El Moquito hace honor a su nombre de sólo mirar su nariz, y se cuelga del cuello de Labaké mientras conversa con Página/12, como si fuera un collar puesto de apuro. De fondo se escucha una música –no es cumbia, algo que rompe decididamente el estereotipo– mientras alguien prepara unas milanesas de pollo, arroz y zanahoria en el mismo merendero que hace un tiempo consiguió unas máquinas “gracias a que la CTA nos prestó la personería jurídica”, dice Graciela, que lo creó mientras el país se caía a pedazos en medio de la crisis del 2001 y todavía no se ha detenido. Fue durante esa crisis que Labaké comprendió que el barrio vivía tiempos distintos, en un estado de flotación que lo sacaba del derrumbe.

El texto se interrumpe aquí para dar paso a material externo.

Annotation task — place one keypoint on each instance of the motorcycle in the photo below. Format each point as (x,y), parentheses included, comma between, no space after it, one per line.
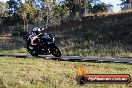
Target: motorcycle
(46,45)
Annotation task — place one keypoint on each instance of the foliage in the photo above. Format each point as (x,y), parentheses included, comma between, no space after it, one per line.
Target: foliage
(42,73)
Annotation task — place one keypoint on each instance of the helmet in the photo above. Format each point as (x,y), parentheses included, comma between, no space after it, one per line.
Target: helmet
(36,31)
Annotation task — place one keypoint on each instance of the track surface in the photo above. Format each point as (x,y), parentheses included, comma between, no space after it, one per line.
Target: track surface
(75,58)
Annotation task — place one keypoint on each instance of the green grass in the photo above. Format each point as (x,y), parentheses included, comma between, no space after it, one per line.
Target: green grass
(42,73)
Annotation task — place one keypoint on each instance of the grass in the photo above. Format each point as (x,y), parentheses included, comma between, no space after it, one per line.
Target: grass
(76,47)
(42,73)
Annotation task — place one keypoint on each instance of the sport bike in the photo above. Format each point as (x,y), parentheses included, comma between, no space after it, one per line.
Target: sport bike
(46,45)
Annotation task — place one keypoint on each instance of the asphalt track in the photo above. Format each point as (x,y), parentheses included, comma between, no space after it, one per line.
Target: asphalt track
(75,58)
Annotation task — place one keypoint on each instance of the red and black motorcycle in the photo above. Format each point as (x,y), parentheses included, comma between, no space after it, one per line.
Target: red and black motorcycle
(46,45)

Ahora, Graciela está muy contenta con Labaké por las recomendaciones que los viene dando, porque los ayudó a construir unos hornos donde hacen sus panes, que venden tanto para afuera del barrio como para adentro. Porque Ciudad Oculta no tiene límites hacia adentro, todos son hacia afuera. Todo se comparte, todo se disputa, las puertas permanecen abiertas dentro del barrio, a pesar de los resquemores, de los aguantaderos, de las cocinas, de los hospitales de campaña. Donde se cierra es hacia afuera.

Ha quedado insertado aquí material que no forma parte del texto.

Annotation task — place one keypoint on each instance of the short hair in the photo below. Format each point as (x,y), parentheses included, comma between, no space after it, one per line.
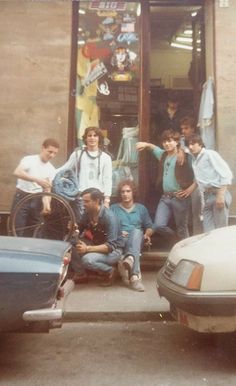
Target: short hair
(170,134)
(173,96)
(98,133)
(95,194)
(187,120)
(50,142)
(196,139)
(129,183)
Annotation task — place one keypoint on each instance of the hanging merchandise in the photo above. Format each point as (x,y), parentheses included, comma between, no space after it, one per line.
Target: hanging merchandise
(206,122)
(125,165)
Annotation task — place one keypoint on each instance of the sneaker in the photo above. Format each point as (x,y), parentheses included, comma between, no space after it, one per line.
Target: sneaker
(109,278)
(128,263)
(124,274)
(136,283)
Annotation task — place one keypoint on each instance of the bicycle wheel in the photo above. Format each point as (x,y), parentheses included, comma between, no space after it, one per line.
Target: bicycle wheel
(46,215)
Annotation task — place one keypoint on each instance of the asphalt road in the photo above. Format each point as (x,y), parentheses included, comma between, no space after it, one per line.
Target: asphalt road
(118,354)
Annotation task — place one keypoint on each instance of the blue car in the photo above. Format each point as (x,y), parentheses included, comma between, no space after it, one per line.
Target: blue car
(32,272)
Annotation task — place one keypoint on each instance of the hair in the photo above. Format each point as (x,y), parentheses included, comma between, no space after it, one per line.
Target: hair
(173,97)
(95,194)
(97,131)
(196,139)
(170,134)
(50,142)
(187,120)
(132,186)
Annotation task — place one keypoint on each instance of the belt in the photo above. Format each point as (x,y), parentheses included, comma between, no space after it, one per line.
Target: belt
(212,190)
(22,192)
(170,194)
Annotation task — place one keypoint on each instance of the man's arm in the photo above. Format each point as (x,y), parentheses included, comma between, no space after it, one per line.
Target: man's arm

Los que no estuvieron contentos al principio fueron algunos muchachos del barrio, que sintieron que otra vez los estaban usando. “Siempre vienen medios al barrio, o vienen los punteros o vienen cámaras de televisión y se llevan historias, pero nunca devuelven nada. La gente cree que los están usando todo el tiempo, y tienen bastante razón”, dice Labaké. De hecho, hace unos días algunos canales de televisión se acercaron a filmar el rodaje y después Labaké tuvo que volver a retomar la confianza del barrio, como si tuviese que empezar de cero.

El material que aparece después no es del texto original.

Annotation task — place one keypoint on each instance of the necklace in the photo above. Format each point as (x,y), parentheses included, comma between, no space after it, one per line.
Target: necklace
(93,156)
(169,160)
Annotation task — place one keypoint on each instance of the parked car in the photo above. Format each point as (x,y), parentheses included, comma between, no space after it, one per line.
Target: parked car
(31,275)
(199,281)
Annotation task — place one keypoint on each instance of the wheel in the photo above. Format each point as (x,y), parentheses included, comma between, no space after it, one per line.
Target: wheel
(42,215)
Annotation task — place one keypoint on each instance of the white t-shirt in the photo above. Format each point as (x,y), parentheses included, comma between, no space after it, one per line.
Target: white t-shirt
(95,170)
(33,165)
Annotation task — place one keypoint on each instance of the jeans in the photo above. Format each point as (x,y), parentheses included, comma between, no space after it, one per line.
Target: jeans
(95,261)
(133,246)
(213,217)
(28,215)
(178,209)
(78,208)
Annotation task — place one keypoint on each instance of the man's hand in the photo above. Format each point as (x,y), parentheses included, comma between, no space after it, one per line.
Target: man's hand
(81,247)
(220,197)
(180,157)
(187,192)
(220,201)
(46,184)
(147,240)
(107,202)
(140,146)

“La gente ha sido muy amable con nosotros”, dice la actriz Beatriz Thibaudin (quien hace de abuela), que venía de actuar en la obra 1500 metros sobre el nivel del mar de Federico León. Thibaudin tiene 77 años, y una conexión asombrosa con quienes son sus nietos de ficción. “Los chicos son muy talentosos y responsables”, cierra Beatriz. La convivencia con los animales (caballos, chanchos, perros) está presente tanto en el rodaje como en la vida cotidiana. Una de las escenas que estará en la película fue inspirada en la vida real: en una de las calles laterales de Ciudad Oculta pasaba un camión con vacas, y los chicos tiraron una pelota debajo. El camión se detuvo. Un grupo de adolescentes encaró al camión y bajó una vaca, que distribuyeron en suculentos asados. Labaké reemplazó la vaca por unos chanchos. Se sabe que esos animales alguna vez fueron símbolo de ahorro. Ahora no hay tiempo para eso.